Posted by Joy on January 04, 2006 at 16:31:43 from 184.108.40.206 user Joy.
In Reply to: Re: Oh, blow the lot of you! posted by Jon on January 04, 2006 at 14:36:56:
Sorry, chaps. I'm a non-fiction book editor, and I've been trying to stay out of this debate because it is something I do feel strongly about, tackle all the time in my daily life, and I am worried that I may become the heroine of some such novel as JOY GOES TOO FAR or JOY STICKS HER NECK OUT.
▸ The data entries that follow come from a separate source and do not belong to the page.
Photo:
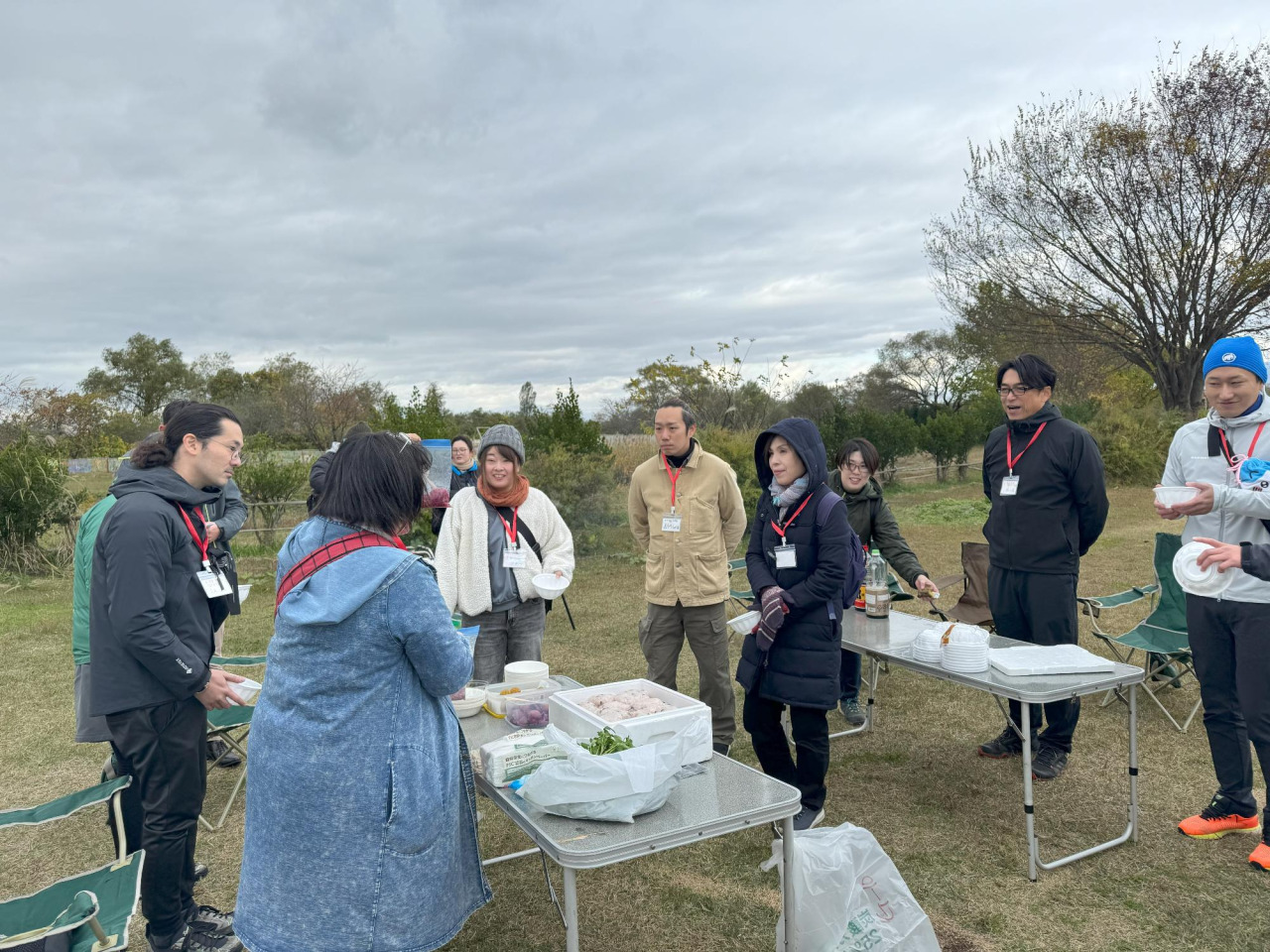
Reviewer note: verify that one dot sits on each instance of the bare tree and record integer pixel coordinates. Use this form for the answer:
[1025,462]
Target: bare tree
[1138,225]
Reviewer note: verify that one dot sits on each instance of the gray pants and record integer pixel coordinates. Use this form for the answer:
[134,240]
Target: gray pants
[507,636]
[661,638]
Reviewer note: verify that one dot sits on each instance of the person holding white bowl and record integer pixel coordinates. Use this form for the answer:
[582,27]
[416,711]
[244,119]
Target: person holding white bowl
[1222,458]
[497,536]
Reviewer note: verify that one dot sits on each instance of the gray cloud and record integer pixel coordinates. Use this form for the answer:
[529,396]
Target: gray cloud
[484,193]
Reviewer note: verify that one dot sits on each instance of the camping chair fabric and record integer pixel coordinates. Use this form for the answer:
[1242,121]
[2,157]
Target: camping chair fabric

All editing, whether pre- or post-publication, is intended to communicate the author's message to his or her readership as clearly as possible. If that readership is limited in any way (the book is intended principally for children or is to be used as a textbook) and the language may be unfamiliar to part of its audience or outmoded in its use, then there is a very real case for glossing such words or terms or replacing them. Armada (now HarperCollins) did this silently and consistently in the 1960s with its reprints of Malcolm Saville, Elinor Brent-Dyer and Angela Brazil - and doubtless with other authors too. Armada did not point this out to its readership in any way other than by including the words "revised edition" on the copyright page. My 1930s and 1950s school editions of Chaucer, Byron's Don Juan and Spenser's Faerie Queen removed all the "filthy" bits to a handy appendix. More recent publications, such as those of Dorita Fairlie Bruce by Girls Gone By publishers, have made it clear that words such as n----- (the George Owdon censor won't let me use the actual word!) and cripple have been replaced in the text because they carry different meanings for the modern (especially the modern young) reader.
I do not see such amendments as a sort of dumbing down but rather as a way of carrying the stories through to a new generation, and ensuring that the message is not obscured by its language. Sorry to sound so heavy about all this.